In promulgating the rule, Engelmayer reasoned, HHS exceeded its authority, since Congress never delegated authority to the executive branch to withhold funds on what plaintiffs argued was a "seemingly limitless" scale. He focused on one provision of the rule that would give HHS the discretion to bar all funding to a hospital for violations of a conscience provision.

That rule, he said, "aggrandizes the Executive Branch at Congress's expense. Such an encroachment is inconsistent with the separation of powers."

The decision handed a win to plaintiffs challenging the "conscience rule" in three consolidated actions: a coalition of 19 states, the District of Columbia and three municipal governments; the national Planned Parenthood Federation and its New England regional branch; and another coalition of health care providers.

The case drew 10 amicus briefs from 40 parties, Engelmayer observed.

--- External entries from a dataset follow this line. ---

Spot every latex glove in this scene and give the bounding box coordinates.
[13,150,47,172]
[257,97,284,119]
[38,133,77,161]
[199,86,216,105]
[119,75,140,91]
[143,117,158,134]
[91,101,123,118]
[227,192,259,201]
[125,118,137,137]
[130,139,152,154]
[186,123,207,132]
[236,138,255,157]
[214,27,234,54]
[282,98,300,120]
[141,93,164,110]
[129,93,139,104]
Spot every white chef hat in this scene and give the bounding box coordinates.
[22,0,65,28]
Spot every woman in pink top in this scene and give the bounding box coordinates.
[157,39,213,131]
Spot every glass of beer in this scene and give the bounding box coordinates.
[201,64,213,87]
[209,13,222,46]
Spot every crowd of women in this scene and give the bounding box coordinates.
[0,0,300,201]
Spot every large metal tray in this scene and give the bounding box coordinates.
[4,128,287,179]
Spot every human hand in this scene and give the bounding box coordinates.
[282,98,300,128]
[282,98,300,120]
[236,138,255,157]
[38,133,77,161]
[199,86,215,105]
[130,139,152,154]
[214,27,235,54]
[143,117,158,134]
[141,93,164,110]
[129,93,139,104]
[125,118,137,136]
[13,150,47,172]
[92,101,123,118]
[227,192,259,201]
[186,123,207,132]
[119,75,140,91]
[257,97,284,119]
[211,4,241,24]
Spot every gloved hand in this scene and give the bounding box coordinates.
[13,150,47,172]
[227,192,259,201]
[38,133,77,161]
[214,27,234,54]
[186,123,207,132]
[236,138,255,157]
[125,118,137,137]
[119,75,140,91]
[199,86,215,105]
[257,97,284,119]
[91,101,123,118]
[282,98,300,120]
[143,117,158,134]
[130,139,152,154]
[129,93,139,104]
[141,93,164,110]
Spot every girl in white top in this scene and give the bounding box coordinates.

"The refusal of care rule was an unlawful attempt to allow health care providers to openly discriminate and refuse to provide necessary health care to patients based on providers' 'religious beliefs or moral objections.'" James said in a statement after the ruling was handed down.

Engelmayer disagreed with one argument from challengers: that the rule facially violated the establishment clause of the First Amendment as an "excessive accommodation" to one set of religious beliefs.

He said the rule did not exclusively privilege religious beliefs.

"Like the conscience provisions it purports to construe, the rule equally accommodates all conscience-based objections to covered health care services and research activities," Engelmayer wrote. "That is so whether the individual objector's qualms derive from a religious or a secular moral conviction."

A request for comment to the U.S. Department of Health and Human Services was not immediately returned Thursday.

The case was captioned State of New York v. U.S. Department of Health and Human Services.

Among the plaintiffs were the states of Connecticut, New Jersey, Pennsylvania, Delaware, Maryland and Virginia.